PSB SubSeries 450 Subwoofer Review Page 2

Reliving my youth, I played some bass-intensive rap from the Beastie Boys (“No Sleep Till Brooklyn”), Run-D.M.C. (“It’s Tricky”), and N.W.A. (“Dope Man”), each at high level, to see if I could make this beauty break under intense pressure. I failed: The little guy played flawlessly no matter how loud I cranked the volume. All the while, the bass hit hard and clean, just like it should.

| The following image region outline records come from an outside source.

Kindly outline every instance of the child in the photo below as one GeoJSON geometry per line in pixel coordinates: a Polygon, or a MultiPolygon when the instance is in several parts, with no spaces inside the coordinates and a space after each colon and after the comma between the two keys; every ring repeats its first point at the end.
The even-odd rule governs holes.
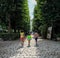
{"type": "Polygon", "coordinates": [[[31,41],[31,35],[30,34],[27,35],[27,40],[28,40],[28,47],[30,47],[30,41],[31,41]]]}
{"type": "Polygon", "coordinates": [[[36,42],[36,46],[38,46],[37,44],[37,39],[39,37],[39,34],[37,32],[34,33],[34,39],[35,39],[35,42],[36,42]]]}
{"type": "Polygon", "coordinates": [[[24,46],[24,41],[25,41],[25,34],[23,31],[20,32],[20,41],[22,44],[22,47],[24,46]]]}

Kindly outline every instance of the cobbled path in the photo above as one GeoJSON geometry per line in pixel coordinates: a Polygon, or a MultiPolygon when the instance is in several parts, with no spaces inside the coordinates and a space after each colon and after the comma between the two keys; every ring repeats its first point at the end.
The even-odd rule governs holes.
{"type": "Polygon", "coordinates": [[[31,40],[31,47],[27,47],[27,40],[24,47],[17,41],[0,41],[0,58],[60,58],[60,42],[38,39],[38,47],[34,39],[31,40]]]}

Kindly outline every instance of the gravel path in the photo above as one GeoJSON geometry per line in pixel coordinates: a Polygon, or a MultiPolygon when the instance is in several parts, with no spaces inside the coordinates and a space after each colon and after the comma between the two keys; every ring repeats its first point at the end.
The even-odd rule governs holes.
{"type": "Polygon", "coordinates": [[[27,40],[21,48],[20,41],[1,41],[0,58],[60,58],[60,42],[38,39],[35,47],[34,39],[31,47],[27,47],[27,40]]]}

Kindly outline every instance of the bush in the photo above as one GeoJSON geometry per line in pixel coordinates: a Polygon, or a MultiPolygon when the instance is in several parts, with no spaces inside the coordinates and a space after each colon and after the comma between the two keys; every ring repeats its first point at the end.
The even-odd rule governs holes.
{"type": "Polygon", "coordinates": [[[17,40],[19,38],[19,33],[0,33],[0,38],[5,40],[17,40]]]}

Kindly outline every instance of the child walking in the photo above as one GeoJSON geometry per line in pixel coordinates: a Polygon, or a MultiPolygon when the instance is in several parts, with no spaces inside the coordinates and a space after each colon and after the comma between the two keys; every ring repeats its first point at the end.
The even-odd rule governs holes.
{"type": "Polygon", "coordinates": [[[28,47],[30,47],[30,41],[31,41],[31,35],[30,34],[27,35],[27,40],[28,40],[28,47]]]}
{"type": "Polygon", "coordinates": [[[21,45],[22,47],[24,46],[24,41],[25,41],[25,34],[23,31],[20,32],[20,41],[21,41],[21,45]]]}

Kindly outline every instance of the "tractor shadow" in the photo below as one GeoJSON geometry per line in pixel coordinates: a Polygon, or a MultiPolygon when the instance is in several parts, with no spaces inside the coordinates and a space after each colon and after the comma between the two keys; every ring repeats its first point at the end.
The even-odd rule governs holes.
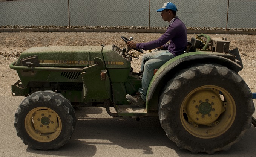
{"type": "MultiPolygon", "coordinates": [[[[101,108],[78,108],[76,110],[78,120],[74,133],[69,142],[60,149],[35,151],[28,147],[27,151],[52,155],[91,157],[95,155],[97,152],[99,153],[97,151],[102,151],[102,154],[104,154],[104,151],[108,149],[110,151],[121,151],[118,149],[124,149],[130,150],[130,152],[132,150],[140,150],[142,154],[141,155],[153,156],[156,152],[154,154],[151,147],[160,146],[167,147],[164,150],[169,148],[173,152],[174,150],[177,156],[180,157],[209,155],[202,153],[193,154],[190,151],[179,149],[167,137],[158,117],[141,118],[137,122],[134,119],[129,117],[112,117],[102,109],[104,109],[101,108]],[[118,148],[120,147],[121,147],[120,149],[118,148]]],[[[213,155],[254,156],[256,153],[255,134],[256,128],[252,126],[246,133],[244,139],[233,145],[230,150],[216,152],[213,155]]],[[[162,152],[161,156],[170,155],[162,152]]]]}

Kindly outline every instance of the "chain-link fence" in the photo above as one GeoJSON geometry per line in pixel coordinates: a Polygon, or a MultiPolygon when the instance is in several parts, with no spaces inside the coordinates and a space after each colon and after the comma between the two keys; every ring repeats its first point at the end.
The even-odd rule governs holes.
{"type": "MultiPolygon", "coordinates": [[[[166,0],[0,0],[0,26],[162,27],[166,0]],[[3,1],[5,0],[5,1],[3,1]]],[[[255,28],[256,0],[173,0],[187,27],[255,28]]]]}

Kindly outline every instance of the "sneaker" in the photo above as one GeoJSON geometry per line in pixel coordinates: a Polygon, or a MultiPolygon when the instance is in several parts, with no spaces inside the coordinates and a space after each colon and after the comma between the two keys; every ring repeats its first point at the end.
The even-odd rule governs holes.
{"type": "Polygon", "coordinates": [[[130,95],[127,94],[125,96],[128,102],[138,105],[139,107],[143,107],[145,105],[145,102],[141,99],[139,95],[130,95]]]}

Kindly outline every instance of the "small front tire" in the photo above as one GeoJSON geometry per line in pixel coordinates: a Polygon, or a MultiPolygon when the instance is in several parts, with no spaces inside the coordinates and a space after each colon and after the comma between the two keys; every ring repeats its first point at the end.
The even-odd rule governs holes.
{"type": "Polygon", "coordinates": [[[38,91],[26,98],[15,116],[17,134],[34,149],[57,149],[66,144],[76,119],[70,102],[51,91],[38,91]]]}

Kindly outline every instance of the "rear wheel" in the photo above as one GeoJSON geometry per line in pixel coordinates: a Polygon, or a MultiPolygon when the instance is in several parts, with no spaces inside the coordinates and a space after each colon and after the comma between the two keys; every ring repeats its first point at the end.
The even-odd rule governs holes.
{"type": "Polygon", "coordinates": [[[218,64],[197,64],[176,75],[159,99],[168,137],[194,153],[228,150],[249,128],[251,92],[242,79],[218,64]]]}
{"type": "Polygon", "coordinates": [[[21,103],[14,126],[25,144],[35,149],[56,149],[70,139],[76,117],[69,101],[51,91],[38,91],[21,103]]]}

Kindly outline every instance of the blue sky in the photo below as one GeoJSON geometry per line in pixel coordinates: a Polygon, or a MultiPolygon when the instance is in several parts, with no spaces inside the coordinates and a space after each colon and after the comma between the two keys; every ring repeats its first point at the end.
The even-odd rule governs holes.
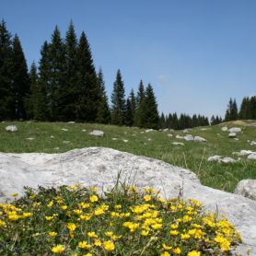
{"type": "Polygon", "coordinates": [[[2,0],[0,18],[17,33],[29,65],[55,25],[85,30],[111,95],[122,71],[126,95],[151,83],[159,111],[224,115],[256,94],[254,0],[2,0]]]}

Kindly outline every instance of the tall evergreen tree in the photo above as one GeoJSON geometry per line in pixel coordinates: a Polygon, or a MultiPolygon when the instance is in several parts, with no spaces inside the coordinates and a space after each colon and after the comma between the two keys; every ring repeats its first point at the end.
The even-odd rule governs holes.
{"type": "Polygon", "coordinates": [[[63,108],[66,107],[62,101],[62,88],[65,82],[64,77],[64,45],[61,38],[61,32],[58,27],[52,35],[52,41],[49,44],[49,72],[48,72],[48,96],[49,96],[49,118],[51,121],[63,120],[63,108]]]}
{"type": "Polygon", "coordinates": [[[117,71],[116,80],[111,94],[111,122],[113,124],[123,125],[125,115],[124,85],[120,69],[117,71]]]}
{"type": "Polygon", "coordinates": [[[134,124],[138,127],[143,127],[145,122],[145,92],[143,81],[140,80],[138,92],[136,96],[136,108],[134,112],[134,124]]]}
{"type": "Polygon", "coordinates": [[[23,53],[20,41],[17,35],[13,40],[13,92],[15,104],[13,116],[16,120],[26,119],[25,97],[29,91],[29,76],[27,62],[23,53]]]}
{"type": "Polygon", "coordinates": [[[76,56],[76,118],[80,121],[95,122],[100,101],[100,85],[98,82],[90,47],[84,31],[79,39],[76,56]]]}
{"type": "Polygon", "coordinates": [[[41,60],[39,65],[39,87],[42,94],[41,108],[43,112],[41,114],[42,121],[49,121],[50,119],[50,100],[51,92],[49,88],[50,84],[50,58],[49,58],[49,44],[44,41],[41,50],[41,60]]]}
{"type": "Polygon", "coordinates": [[[157,111],[157,103],[153,91],[153,87],[148,84],[145,88],[145,122],[143,123],[144,127],[158,129],[159,128],[159,115],[157,111]]]}
{"type": "Polygon", "coordinates": [[[0,23],[0,120],[13,119],[12,41],[6,23],[0,23]]]}
{"type": "Polygon", "coordinates": [[[75,27],[71,21],[64,42],[64,81],[59,89],[60,119],[72,121],[76,116],[77,92],[77,39],[75,27]]]}
{"type": "Polygon", "coordinates": [[[108,103],[108,97],[105,90],[105,82],[103,79],[103,73],[101,68],[98,74],[98,83],[100,88],[100,97],[97,115],[97,122],[99,123],[110,123],[111,122],[111,111],[108,103]]]}
{"type": "Polygon", "coordinates": [[[29,119],[42,121],[44,120],[44,98],[34,62],[30,67],[29,78],[29,93],[26,97],[27,115],[29,119]]]}

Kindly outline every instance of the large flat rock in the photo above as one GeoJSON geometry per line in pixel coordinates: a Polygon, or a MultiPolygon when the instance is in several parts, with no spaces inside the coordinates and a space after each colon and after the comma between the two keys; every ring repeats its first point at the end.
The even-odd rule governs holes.
{"type": "Polygon", "coordinates": [[[137,157],[104,147],[75,149],[62,154],[0,153],[0,201],[11,193],[22,194],[23,186],[37,188],[80,183],[111,188],[120,180],[138,187],[154,187],[167,198],[183,192],[184,199],[201,201],[205,208],[225,214],[241,233],[238,248],[245,255],[256,255],[256,202],[240,195],[201,185],[196,175],[163,161],[137,157]]]}

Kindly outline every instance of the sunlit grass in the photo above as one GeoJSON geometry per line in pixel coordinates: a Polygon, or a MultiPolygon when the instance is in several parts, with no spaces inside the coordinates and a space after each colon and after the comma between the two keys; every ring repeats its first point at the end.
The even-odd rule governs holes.
{"type": "Polygon", "coordinates": [[[256,147],[248,142],[256,140],[256,128],[246,126],[246,123],[227,123],[228,128],[244,125],[240,126],[243,129],[242,133],[238,134],[238,141],[228,138],[227,133],[222,132],[220,125],[209,126],[207,128],[210,129],[206,131],[201,128],[189,131],[192,135],[204,137],[207,143],[204,144],[176,139],[177,134],[183,135],[182,131],[175,131],[170,137],[168,135],[169,132],[145,133],[145,129],[96,123],[11,122],[0,123],[0,151],[60,153],[87,146],[111,147],[190,169],[198,175],[204,185],[233,192],[239,180],[256,179],[256,161],[241,157],[238,163],[219,164],[208,162],[207,158],[214,155],[237,158],[232,155],[235,151],[256,151],[256,147]],[[9,124],[17,125],[18,131],[6,132],[5,127],[9,124]],[[63,128],[68,131],[64,132],[63,128]],[[105,136],[89,135],[94,129],[104,131],[105,136]],[[182,142],[184,145],[172,145],[175,141],[182,142]]]}

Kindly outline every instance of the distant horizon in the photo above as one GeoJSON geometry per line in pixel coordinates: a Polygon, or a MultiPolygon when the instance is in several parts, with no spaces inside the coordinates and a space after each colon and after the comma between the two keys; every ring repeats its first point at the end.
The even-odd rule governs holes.
{"type": "Polygon", "coordinates": [[[54,27],[64,38],[73,20],[77,38],[87,34],[96,70],[103,70],[109,99],[120,68],[126,97],[142,79],[153,86],[159,114],[210,119],[224,117],[230,98],[239,108],[256,95],[255,7],[238,0],[13,0],[2,4],[0,17],[18,35],[29,69],[54,27]]]}

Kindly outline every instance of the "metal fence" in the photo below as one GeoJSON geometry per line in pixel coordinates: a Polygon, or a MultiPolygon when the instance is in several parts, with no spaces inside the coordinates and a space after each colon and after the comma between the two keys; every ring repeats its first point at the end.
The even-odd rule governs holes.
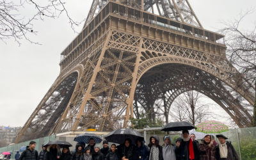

As much as I enjoy music, though, my true passion is movies. And after witnessing such a strong performance with music tracks, I was ready to see if this mini-beast could compete with my much larger subs.

Triple Feature
The Finest Hours, starring Chris Pine, is based on the true story of the greatest rescue by a small boat in Coast Guard history. While the script is a bit dull, the rescue sequence sounds amazing in DTS-HD Master Audio 7.1. As the Coast Guard vessel attempts to make its way out to sea, Mother Nature does her best to crush the 36-foot wooden boat by assaulting it with 60-foot waves. I expected a thunderous pounding to fill my room—and the 450 was more than up for the task, even causing some minor shaking in my subfloor. Not bad!

PSB says that equipping the 450 with a 12-inch woofer and two 10-inch passive radiators enables the sub to have usable response down to below 20 Hz. So, to test the company’s marketing-speak, it was time to throw some truly low-frequency material its way.


Toy Story 2 was my son’s favorite movie when he was a toddler, and I’ve seen it more times than I can count, but its opening sequence remains a true torture test for subwoofers as the logo reveal plumbs the depths of audible frequencies. Additionally, when Buzz enters the atmosphere, there’s a sustained sequence of deep bass that you can feel in your chest if your sub is up to the challenge, and there’s a loud burst when Buzz kicks in the afterburners. Out of the gate, the 450 performed well with the fireworks that complement the Disney logo (before the countless trailers cue up). Once the movie started, however, the physics of the relatively small enclosure finally came into play.

That logo reveal should almost overpower a room with acoustical energy, but this just wasn’t the case with the 450. While it did produce some output, it seemed to run out of gas in the very deep bass, at least compared with each of my reference subs (playing individually). There was sound, to be sure, but little punch for this kind of low-bass content, and some direct A/B comparisons really highlighted the 450’s limitation in this regard. When the logo slammed on the screen, it did so with a whimper, not a bang. Furthermore, I couldn’t feel the sonic impact of Buzz’s afterburners.

I experienced the same phenomenon with the Darla scene in Finding Nemo. With the 450 in place, I didn’t have to “find my happy place” because the bass response didn’t give me that feeling of the world crashing down around me—the feeling I get from both, albeit much larger, Hsu and SVS subs. Rather, it was more like a hard knock on the door from an overzealous Kirby vacuum salesman—definitely not the audio experience that the bass zealot in me lusts for.

Still, let’s put all this in perspective: I’m comparing a 12-inch compact subwoofer with either of my reference subs, one of them also a 12-incher and the other a 15incher, and each benefiting from an enclosure more than twice the size of this relatively compact PSB sub. And I’m comparing them in a large theater room of just under 5,000 cubic feet! It’s hardly a fair fight.


Overall, I’d say the SubSeries 450 is a very good subwoofer that performs quite well given its size—which may be what PSB was after in the first place. The build quality is top-notch, and its performance with music is some of the best I’ve ever heard. That said, when you’re faced with a retail price of $1,499, it’s reasonable to want more bass output and impact on the low end.

I have little doubt it’s possible to achieve that for less money elsewhere, though probably without the fit-and-finish and compact size of the 450, and perhaps at the sacrifice of some performance within its optimal range. So, there’s probably a place in the world for this subwoofer. If you’re not sensitive to the price—and you’re looking for a smaller sub that will turn heads with its design and flawless paint job, impress you with its outstanding music performance, and deliver commendable (though not earth-moving) sound with movies—then this PSB may be just your ticket.